Strangely, I hate to see other people behaving very meekly. I feel a strong urge to protect them, and have even started fights with people who are bullying them, but I also feel furious with the meek, I want to scream at them, "WHY WON'T YOU STAND UP FOR YOURSELF????" Maybe it's because I see the same trait in them that I despise so much in myself. Also, when it's a loved one, I feel they're indirectly hurting me, because they let themselves get hurt and of course that grieves me too.
I'm atheist myself, but I can see how christianity could be used as a cloak for weakness. I used to only feel safe among hippies, because of their gentle, noncompetitive ethos - it's a lot like christianity with its emphasis on love and peace. They were also very non-judgemental people...one thing Aspies usually can't stand is judgemental folks who will immediately label them as inferior just because of trivial and harmless differences in superficial behaviour. Most mainstreamers seem to work like that, and personally I wish they'd all go take a running jump.
Advice?
1. Try to understand his attitude to jobs - working for salary really is a lot worse for Aspies because of the traits....you can't expect him to cope well unless the employer is very well-versed in autism and prepared to make some serious adjustments. The last thing he wants is a wife who makes him feel like he's being a baby about it.
2. His negative behaviour around you is understandable (the angst of a day at work doesn't just go away), but equally he doesn't have the right to bring you down. Sympathy for his predicament ought to help, but I think you'll also need to stand up to him, and that will have to be done very skilfully - don't just knock him back for it, try to bring out the reasons for his negativity. It's fine to be firm about the most upsetting aspects of it, but if you can rise above some of it and be the strong one who can stay calm, maybe you can talk him down from his miserable position.

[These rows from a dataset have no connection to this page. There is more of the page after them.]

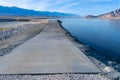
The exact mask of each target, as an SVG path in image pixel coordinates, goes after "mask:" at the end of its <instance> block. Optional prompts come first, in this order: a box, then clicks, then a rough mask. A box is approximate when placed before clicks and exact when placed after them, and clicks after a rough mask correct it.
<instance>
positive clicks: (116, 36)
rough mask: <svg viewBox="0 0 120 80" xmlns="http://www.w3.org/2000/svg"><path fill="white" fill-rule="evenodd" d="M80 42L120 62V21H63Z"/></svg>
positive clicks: (67, 28)
mask: <svg viewBox="0 0 120 80" xmlns="http://www.w3.org/2000/svg"><path fill="white" fill-rule="evenodd" d="M61 21H62V25H63V27H65V28H66V29H67V30H68V31H69V32H70V33H71V34H72V35H73V36H74V37H76V38H77V39H78V40H79V41H80V42H82V43H84V44H86V45H89V46H90V47H92V48H93V49H96V50H97V51H99V52H100V53H103V54H105V55H107V56H110V57H112V58H114V59H116V60H117V61H118V62H120V20H98V19H61Z"/></svg>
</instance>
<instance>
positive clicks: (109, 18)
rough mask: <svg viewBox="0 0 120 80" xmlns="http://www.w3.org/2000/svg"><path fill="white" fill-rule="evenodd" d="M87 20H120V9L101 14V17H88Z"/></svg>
mask: <svg viewBox="0 0 120 80" xmlns="http://www.w3.org/2000/svg"><path fill="white" fill-rule="evenodd" d="M86 18H100V19H120V9H116V10H114V11H111V12H108V13H105V14H101V15H97V16H94V15H87V16H86Z"/></svg>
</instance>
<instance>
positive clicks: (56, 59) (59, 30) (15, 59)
mask: <svg viewBox="0 0 120 80" xmlns="http://www.w3.org/2000/svg"><path fill="white" fill-rule="evenodd" d="M98 72H100V70H99V69H98V68H97V67H96V66H95V65H94V64H93V62H91V61H90V60H89V59H88V58H87V57H86V56H85V55H84V53H83V52H82V51H80V50H79V49H78V48H77V47H76V46H75V45H74V44H73V43H72V42H71V41H70V40H69V39H68V38H67V37H66V36H65V35H64V34H63V32H62V31H61V27H60V26H59V25H58V23H57V22H55V21H51V22H49V25H48V26H47V27H45V28H44V30H43V31H42V32H41V33H40V34H39V35H37V36H35V37H34V38H32V39H30V40H28V41H27V42H25V43H24V44H22V45H20V46H18V47H17V48H15V49H14V50H12V51H11V52H10V53H9V54H7V55H5V56H2V57H0V74H44V73H98Z"/></svg>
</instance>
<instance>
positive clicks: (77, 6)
mask: <svg viewBox="0 0 120 80" xmlns="http://www.w3.org/2000/svg"><path fill="white" fill-rule="evenodd" d="M0 5H1V6H16V7H20V8H25V9H34V10H37V11H58V12H65V13H74V14H79V15H89V14H92V15H98V14H102V13H106V12H109V11H112V10H115V9H118V8H120V0H0Z"/></svg>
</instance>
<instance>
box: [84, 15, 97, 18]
mask: <svg viewBox="0 0 120 80" xmlns="http://www.w3.org/2000/svg"><path fill="white" fill-rule="evenodd" d="M86 18H97V16H94V15H87V16H86Z"/></svg>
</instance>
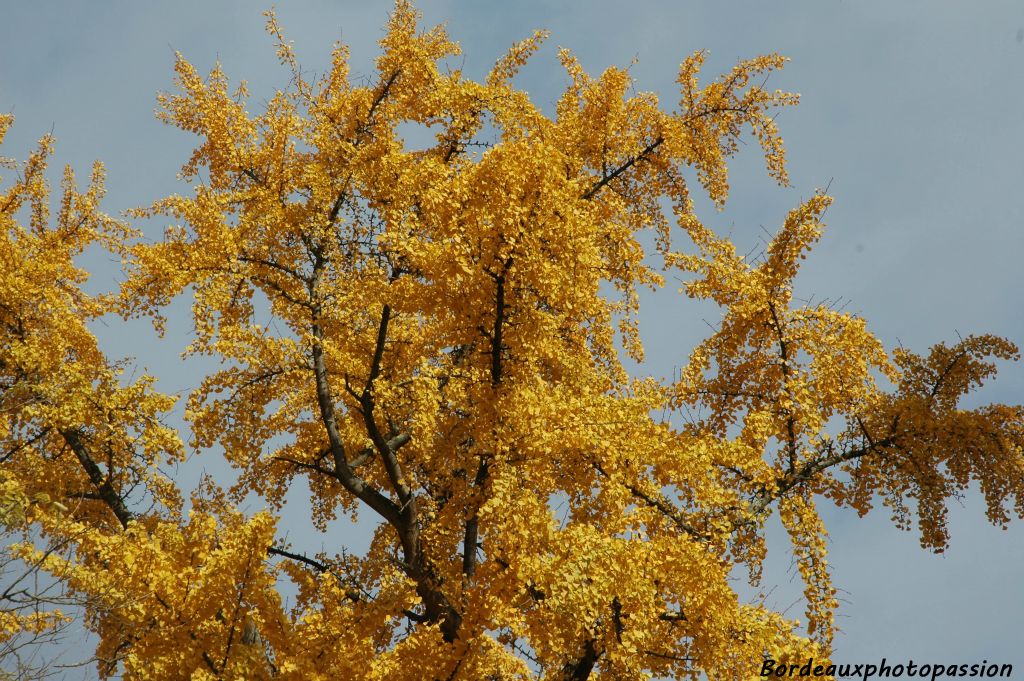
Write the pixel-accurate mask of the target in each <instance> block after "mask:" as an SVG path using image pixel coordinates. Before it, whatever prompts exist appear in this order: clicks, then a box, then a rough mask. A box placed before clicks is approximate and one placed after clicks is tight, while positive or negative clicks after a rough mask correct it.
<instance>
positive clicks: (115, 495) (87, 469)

3. You're clearly concerned that he's going to give all his/your money away. It might be better to run your finances separately, and budget on the assumption that his salary can't be relied on. I doubt that you'll ever get the standard "male breadwinner" thing out of him.....in spite of never being out of work, any such expectation from a spouse has always made me feel abused. My current wife was silly enough to say that I wasn't "a proper man" when I suggested she became the breadwinner and I stay home......she seems to understand my predicament better these days, but it still dismays me that she could ever have had such a cruel thought about me.
4. Maybe your biggest problem will be to come to terms with your own feelings about his annoying ways. From what you've written, it looks like you're sick and tired of them. In that state, it will be very hard to act all kind and understanding about it. It might help if you can find somebody to spill your guts to.....hopefully just writing it down here will provide some kind of release. I have great trouble relating to my wife these days, because I still feel bitter about some of the things she's said and done, and about the way my feelings have been ignored. Somewhere deepdown she's become "the enemy," and it's often all I can do to muster up enough respect to keep the relationship on an even keel. In contrast, I can lavish attention and patience on people I hardly know, staying wonderfully calm and supportive while they rant and rave, until I've soothed them. Its a hard problem to fix, and my only ray of hope is that I know that it's my own anger that's making it that way.